Closed arisudesu closed 7 years ago
The timeout was added for urllib2
There are two imports Request
and urlopen
which are used from that module. So, I think it should be alright to make this change.
Something like this should work
diff --git a/src/boilerpipe/extract/__init__.py b/src/boilerpipe/extract/__init__.py
index 2225b58..c8cfd54 100644
--- a/src/boilerpipe/extract/__init__.py
+++ b/src/boilerpipe/extract/__init__.py
@@ -7,13 +7,13 @@ import socket
import chardet
import threading
-socket.setdefaulttimeout(15)
lock = threading.Lock()
InputSource = jpype.JClass('org.xml.sax.InputSource')

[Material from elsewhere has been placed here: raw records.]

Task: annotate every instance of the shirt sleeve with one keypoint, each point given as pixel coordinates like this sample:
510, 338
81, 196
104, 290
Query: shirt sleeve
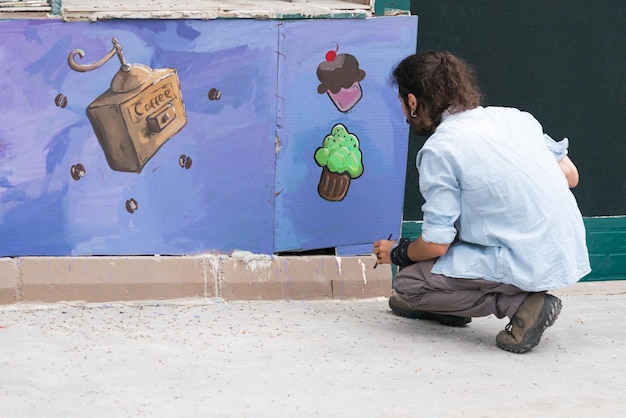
558, 149
440, 188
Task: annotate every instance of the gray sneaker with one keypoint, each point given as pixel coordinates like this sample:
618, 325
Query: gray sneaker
537, 312
401, 308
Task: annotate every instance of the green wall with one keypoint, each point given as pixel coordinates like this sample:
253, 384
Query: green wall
564, 61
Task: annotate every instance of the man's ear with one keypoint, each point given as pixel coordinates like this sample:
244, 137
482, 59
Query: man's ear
411, 102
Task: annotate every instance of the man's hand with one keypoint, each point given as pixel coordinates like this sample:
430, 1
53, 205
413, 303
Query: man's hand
382, 250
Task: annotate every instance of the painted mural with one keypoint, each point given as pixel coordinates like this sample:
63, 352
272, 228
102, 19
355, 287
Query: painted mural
133, 137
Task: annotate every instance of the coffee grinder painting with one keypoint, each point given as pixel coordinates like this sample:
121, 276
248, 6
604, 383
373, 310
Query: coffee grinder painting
142, 137
137, 137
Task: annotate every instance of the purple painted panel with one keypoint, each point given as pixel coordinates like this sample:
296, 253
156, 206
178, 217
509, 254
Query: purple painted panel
343, 139
173, 155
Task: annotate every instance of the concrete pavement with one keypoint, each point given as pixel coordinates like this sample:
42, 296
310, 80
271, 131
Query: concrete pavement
204, 357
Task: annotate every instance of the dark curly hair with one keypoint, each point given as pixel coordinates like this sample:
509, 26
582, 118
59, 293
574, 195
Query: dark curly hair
440, 81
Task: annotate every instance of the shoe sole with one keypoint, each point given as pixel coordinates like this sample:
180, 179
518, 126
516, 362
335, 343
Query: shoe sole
549, 313
448, 320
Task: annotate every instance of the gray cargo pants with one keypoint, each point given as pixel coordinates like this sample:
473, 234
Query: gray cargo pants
436, 293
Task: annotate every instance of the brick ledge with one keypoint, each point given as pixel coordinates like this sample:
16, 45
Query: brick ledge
239, 276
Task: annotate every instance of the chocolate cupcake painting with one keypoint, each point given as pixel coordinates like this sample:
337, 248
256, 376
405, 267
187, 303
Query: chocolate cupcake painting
341, 160
340, 77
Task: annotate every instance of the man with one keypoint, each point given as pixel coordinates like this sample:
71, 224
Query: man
501, 226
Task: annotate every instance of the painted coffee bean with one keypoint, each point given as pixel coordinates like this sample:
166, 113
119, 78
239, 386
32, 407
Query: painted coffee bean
60, 100
184, 161
214, 94
131, 205
77, 171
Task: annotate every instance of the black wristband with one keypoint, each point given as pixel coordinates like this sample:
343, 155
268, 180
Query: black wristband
399, 255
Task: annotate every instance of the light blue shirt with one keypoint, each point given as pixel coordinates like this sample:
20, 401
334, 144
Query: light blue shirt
491, 176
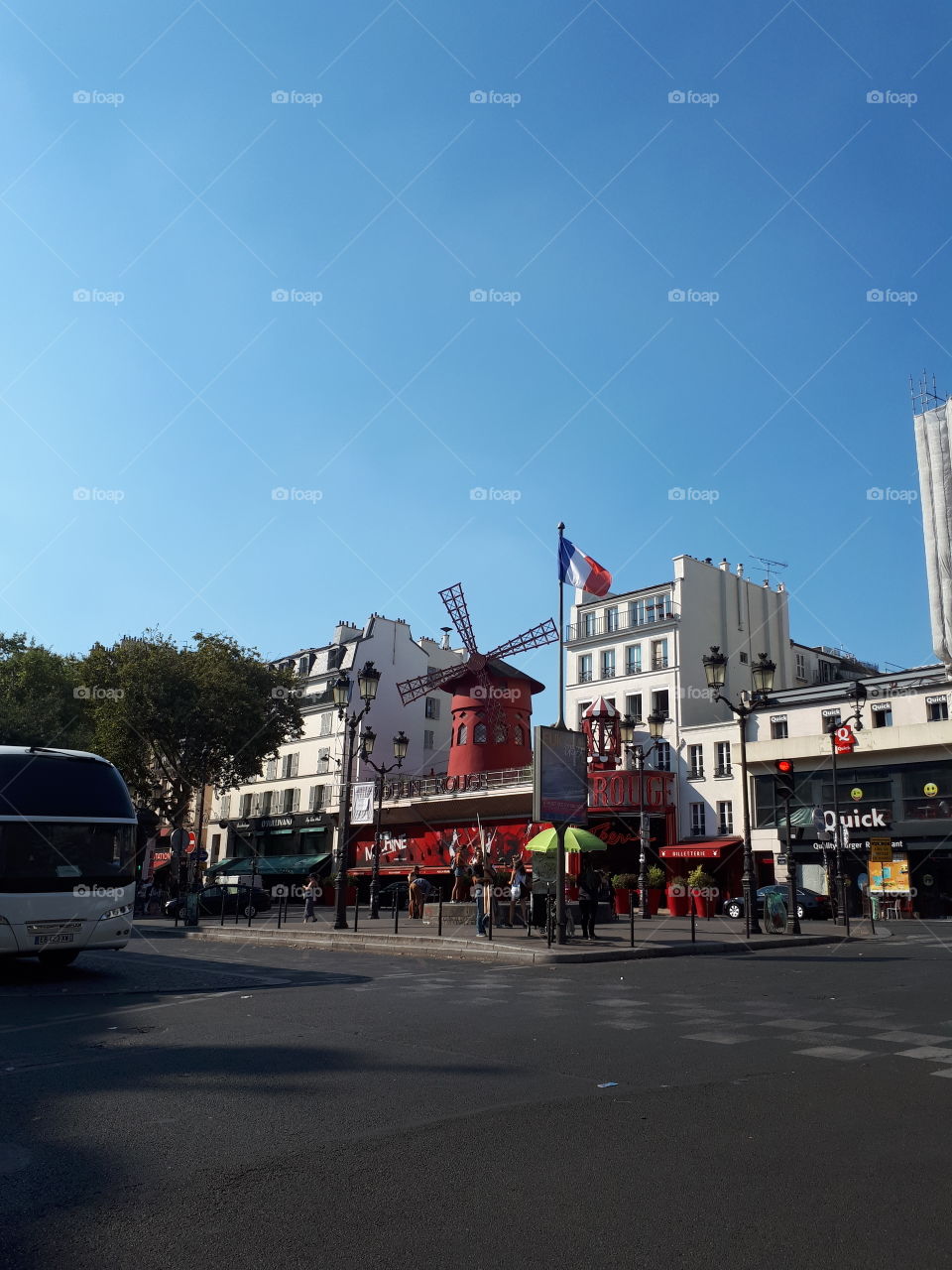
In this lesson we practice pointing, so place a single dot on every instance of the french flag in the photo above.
(581, 571)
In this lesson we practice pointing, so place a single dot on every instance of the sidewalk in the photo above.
(661, 937)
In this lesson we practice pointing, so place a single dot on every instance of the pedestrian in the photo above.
(480, 888)
(309, 893)
(518, 893)
(589, 885)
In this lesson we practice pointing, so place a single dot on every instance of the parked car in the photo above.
(212, 899)
(400, 889)
(810, 903)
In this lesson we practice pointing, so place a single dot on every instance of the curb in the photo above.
(462, 951)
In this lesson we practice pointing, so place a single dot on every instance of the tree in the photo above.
(42, 697)
(175, 719)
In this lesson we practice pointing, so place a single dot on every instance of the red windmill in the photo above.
(492, 701)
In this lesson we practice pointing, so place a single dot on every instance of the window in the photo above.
(883, 714)
(698, 821)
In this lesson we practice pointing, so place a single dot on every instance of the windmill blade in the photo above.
(412, 690)
(546, 633)
(456, 606)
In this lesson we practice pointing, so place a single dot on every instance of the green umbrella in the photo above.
(575, 839)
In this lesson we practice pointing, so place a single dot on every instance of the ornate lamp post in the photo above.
(655, 728)
(762, 674)
(400, 747)
(367, 681)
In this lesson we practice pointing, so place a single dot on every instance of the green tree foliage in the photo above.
(41, 697)
(177, 717)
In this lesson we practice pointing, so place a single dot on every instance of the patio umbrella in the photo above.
(575, 839)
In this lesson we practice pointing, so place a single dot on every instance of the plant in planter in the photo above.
(702, 888)
(624, 885)
(678, 897)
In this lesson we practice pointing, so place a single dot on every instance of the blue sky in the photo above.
(613, 154)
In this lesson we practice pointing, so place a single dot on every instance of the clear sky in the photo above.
(379, 163)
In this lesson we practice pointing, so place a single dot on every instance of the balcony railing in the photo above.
(593, 627)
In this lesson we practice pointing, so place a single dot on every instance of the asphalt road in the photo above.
(184, 1105)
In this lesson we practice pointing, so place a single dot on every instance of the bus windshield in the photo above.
(50, 856)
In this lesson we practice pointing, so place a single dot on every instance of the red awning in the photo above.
(714, 849)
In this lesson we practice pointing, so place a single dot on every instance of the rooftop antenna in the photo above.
(924, 397)
(772, 567)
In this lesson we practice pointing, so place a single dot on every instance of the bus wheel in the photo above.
(58, 960)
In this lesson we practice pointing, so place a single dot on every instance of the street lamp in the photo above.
(762, 674)
(655, 728)
(400, 747)
(367, 681)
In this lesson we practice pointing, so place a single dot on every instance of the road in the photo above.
(182, 1103)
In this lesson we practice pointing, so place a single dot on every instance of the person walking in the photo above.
(589, 885)
(518, 893)
(309, 893)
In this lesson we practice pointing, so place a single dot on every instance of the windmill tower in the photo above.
(492, 703)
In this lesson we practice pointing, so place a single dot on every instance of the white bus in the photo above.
(67, 853)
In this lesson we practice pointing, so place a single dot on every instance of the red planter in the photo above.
(678, 901)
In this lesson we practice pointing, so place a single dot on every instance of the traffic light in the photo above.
(784, 779)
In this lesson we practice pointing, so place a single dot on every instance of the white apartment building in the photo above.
(291, 810)
(644, 652)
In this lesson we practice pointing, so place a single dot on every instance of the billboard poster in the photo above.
(560, 781)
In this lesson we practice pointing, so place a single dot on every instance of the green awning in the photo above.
(270, 865)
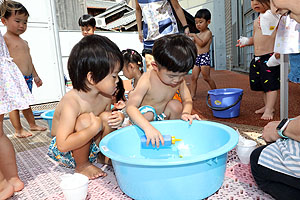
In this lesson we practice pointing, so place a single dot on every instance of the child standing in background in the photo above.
(15, 21)
(202, 41)
(87, 24)
(152, 98)
(133, 66)
(263, 78)
(83, 116)
(14, 94)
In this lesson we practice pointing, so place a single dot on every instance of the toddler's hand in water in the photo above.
(154, 136)
(116, 119)
(189, 117)
(96, 122)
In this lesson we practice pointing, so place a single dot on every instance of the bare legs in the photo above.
(14, 117)
(9, 179)
(205, 71)
(268, 109)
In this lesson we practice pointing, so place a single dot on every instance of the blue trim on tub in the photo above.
(232, 142)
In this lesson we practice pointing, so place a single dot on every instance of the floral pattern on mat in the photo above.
(41, 177)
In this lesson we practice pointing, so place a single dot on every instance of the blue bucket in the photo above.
(171, 173)
(48, 116)
(225, 103)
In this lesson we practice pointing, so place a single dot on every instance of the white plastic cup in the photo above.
(244, 150)
(74, 186)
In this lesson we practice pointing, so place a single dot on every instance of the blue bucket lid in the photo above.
(226, 91)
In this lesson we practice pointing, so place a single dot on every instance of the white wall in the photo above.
(40, 36)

StringReader = jpype.JClass('java.io.StringReader')
HTMLHighlighter = jpype.JClass('de.l3s.boilerpipe.sax.HTMLHighlighter')
BoilerpipeSAXInput = jpype.JClass('de.l3s.boilerpipe.sax.BoilerpipeSAXInput')
+DEFAULT_TIMEOUT = 15
class Extractor(object):
"""
@@ -33,10 +33,10 @@ class Extractor(object):
data = None
headers = {'User-Agent': 'Mozilla/5.0'}
- def __init__(self, extractor='DefaultExtractor', **kwargs):
+ def __init__(self, extractor='DefaultExtractor', timeout=DEFAULT_TIMEOUT, **kwargs):
if 'url' in kwargs:
request = Request(kwargs['url'], headers=self.headers)
- connection = urlopen(request)
+ connection = urlopen(request, timeout=timeout)
self.data = connection.read()
encoding = connection.headers['content-type'].lower().split('charset=')[-1]
if encoding.lower() == 'text/html':
@arisudesu Please feel free to create a PR, and assign this issue to yourself.
That's what I was thinking about, exactly. Made the PR: #53
It seems to me that changing the global timeout is not a good idea. This can affect other code that uses networking. My question is, is it possible to replace the use of socket.setdefaulttimeout with the use of timeout param on urlopen? The parameter exists since python 2.6 / 3.0, and the JPype requires 2.6 anyway, so it is possible to use this parameter.